The ceasefire between the US and Iran, announced last Tuesday and now holding into its seventh day, removed the single largest headwind that had been weighing on Bitcoin since late February. During the worst of the conflict, BTC fell from a 2026 peak near $97,000 to lows around $65,720, a decline of roughly 32% driven almost entirely by risk-off positioning and the forced selling of leveraged positions. The Fear and Greed Index bottomed at 8 out of 100. We covered that moment in full in our piece on what was really driving the Bitcoin selloff.
As the fear premium reverses, the underlying institutional bid that was accumulating through the entire selloff is becoming visible. US spot Bitcoin ETFs pulled in $18.7 billion in net inflows through Q1 2026 despite the price decline. Exchange reserves are at their lowest levels since 2023, meaning the supply of easily-sellable Bitcoin has been steadily removed from the market even as prices fell. Whale wallets holding more than 10,000 BTC added approximately 61,000 coins during the correction.
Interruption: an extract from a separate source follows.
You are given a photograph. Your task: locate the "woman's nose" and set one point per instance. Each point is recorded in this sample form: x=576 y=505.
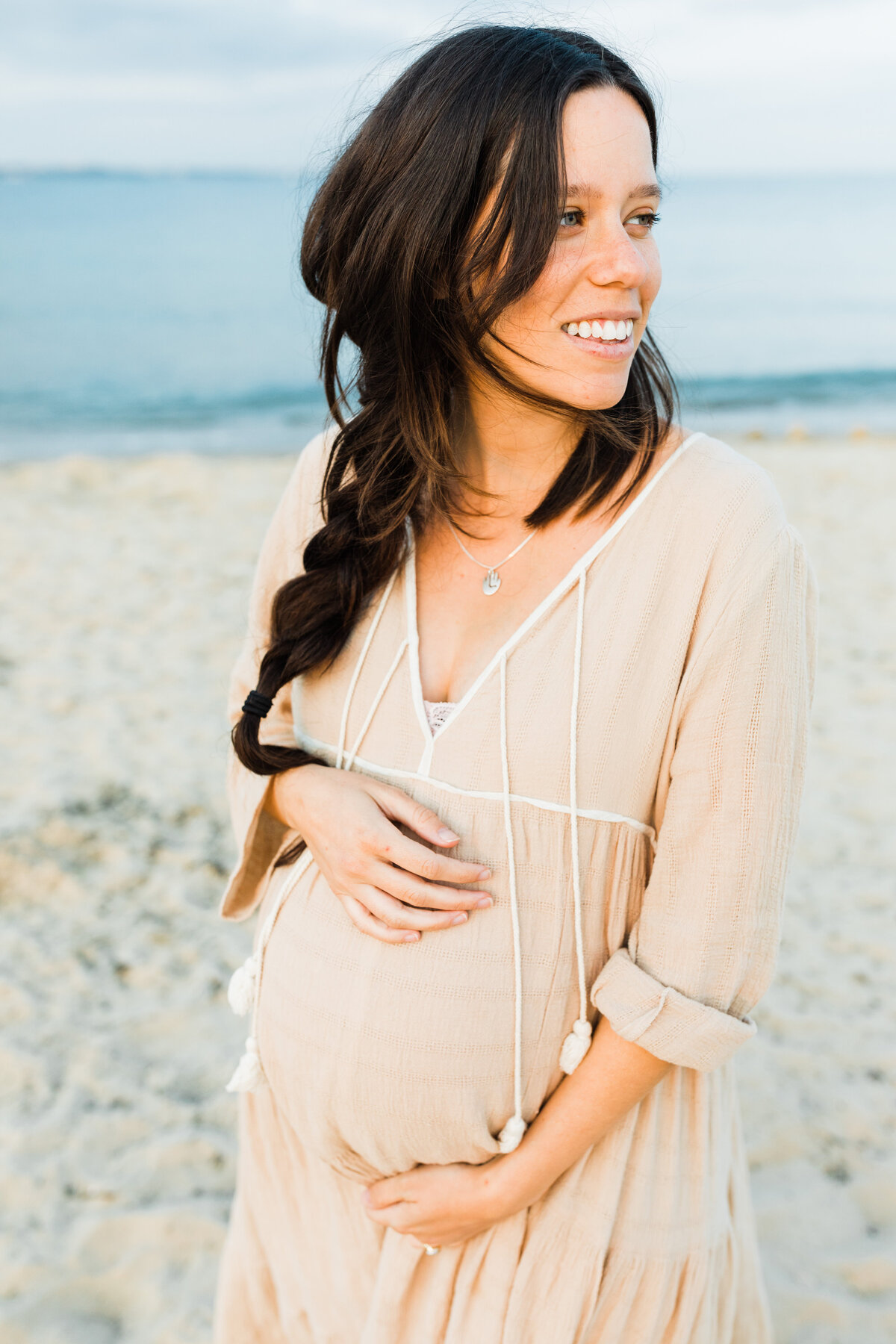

The next technical level that matters is $75,000. There is approximately $200 million in short positions clustered just above that threshold. A sustained close above $75,000 would trigger liquidations that could accelerate the move higher in the near term. Bernstein maintained its $150,000 year-end target for Bitcoin through the entire correction. The thesis has not changed. The fear that interrupted it temporarily has.